The importance of the entrepreneurial process to the health and well being of the U.S. economy cannot be overstated. During the period from 1988 until 1990 small business with nineteen employees or less created approximately four million new jobs, while larger firmssuffered a net loss of over one million jobs (Medoff, 1993), suggesting that much of our nation's net job creation is in the new venture / small business sector.
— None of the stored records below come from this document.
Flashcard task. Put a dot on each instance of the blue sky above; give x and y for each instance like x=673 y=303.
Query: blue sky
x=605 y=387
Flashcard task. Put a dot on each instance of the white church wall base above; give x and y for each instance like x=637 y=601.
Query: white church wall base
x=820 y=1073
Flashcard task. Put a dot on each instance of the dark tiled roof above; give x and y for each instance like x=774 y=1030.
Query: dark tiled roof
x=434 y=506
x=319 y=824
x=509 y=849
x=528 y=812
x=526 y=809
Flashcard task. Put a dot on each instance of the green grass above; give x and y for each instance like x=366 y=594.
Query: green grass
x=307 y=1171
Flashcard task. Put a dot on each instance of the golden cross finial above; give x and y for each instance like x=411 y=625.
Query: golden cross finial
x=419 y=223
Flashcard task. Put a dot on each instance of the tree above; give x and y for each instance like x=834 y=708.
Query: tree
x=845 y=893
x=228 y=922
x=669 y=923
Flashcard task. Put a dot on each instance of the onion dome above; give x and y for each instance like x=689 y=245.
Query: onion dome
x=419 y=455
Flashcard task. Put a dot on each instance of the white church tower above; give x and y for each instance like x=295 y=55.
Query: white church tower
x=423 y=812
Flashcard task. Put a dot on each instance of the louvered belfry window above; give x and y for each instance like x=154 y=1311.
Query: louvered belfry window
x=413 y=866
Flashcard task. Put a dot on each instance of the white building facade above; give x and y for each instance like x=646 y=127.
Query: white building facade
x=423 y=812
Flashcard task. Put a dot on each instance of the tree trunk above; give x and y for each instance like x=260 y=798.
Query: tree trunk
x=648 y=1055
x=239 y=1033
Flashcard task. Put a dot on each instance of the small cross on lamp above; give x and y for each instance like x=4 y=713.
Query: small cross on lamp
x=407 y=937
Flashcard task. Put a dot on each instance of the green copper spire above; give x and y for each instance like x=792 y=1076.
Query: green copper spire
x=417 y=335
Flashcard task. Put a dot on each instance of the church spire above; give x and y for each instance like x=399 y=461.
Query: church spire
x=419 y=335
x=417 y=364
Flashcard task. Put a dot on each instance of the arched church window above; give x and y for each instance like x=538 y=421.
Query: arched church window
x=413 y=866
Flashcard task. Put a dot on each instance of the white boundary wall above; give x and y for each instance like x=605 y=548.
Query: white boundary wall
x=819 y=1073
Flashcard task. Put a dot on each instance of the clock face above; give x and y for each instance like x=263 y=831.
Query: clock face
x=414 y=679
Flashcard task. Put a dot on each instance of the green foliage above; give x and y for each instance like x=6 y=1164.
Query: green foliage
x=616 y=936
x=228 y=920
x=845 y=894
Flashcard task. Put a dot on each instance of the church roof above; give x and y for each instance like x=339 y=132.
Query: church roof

U.S. Department of Commerce (1978; 1984) County Business Patterns data indicates that from 1978 until 1984 employment in the small business sector, defined as firms with less than 500 employees, grew at a annual rate of 2.14 percent, while employment in firms with over 500 employees grew at an annual rate of only 0.55 percent. The U.S. Small Business Administration (1988) Small Business Data base supports the proposition that the most significant potential for growth in employment is in the small business sector, with employment in the small business sector growing at approximately a 67.2 percent greater rate on an annual basis than employment growth in firms with more than 500 employees during the period from 1978 until 1984. The implications derived from the data clearly suggest that most of the net new job creation and growth in work opportunities have occurred in the small business sector.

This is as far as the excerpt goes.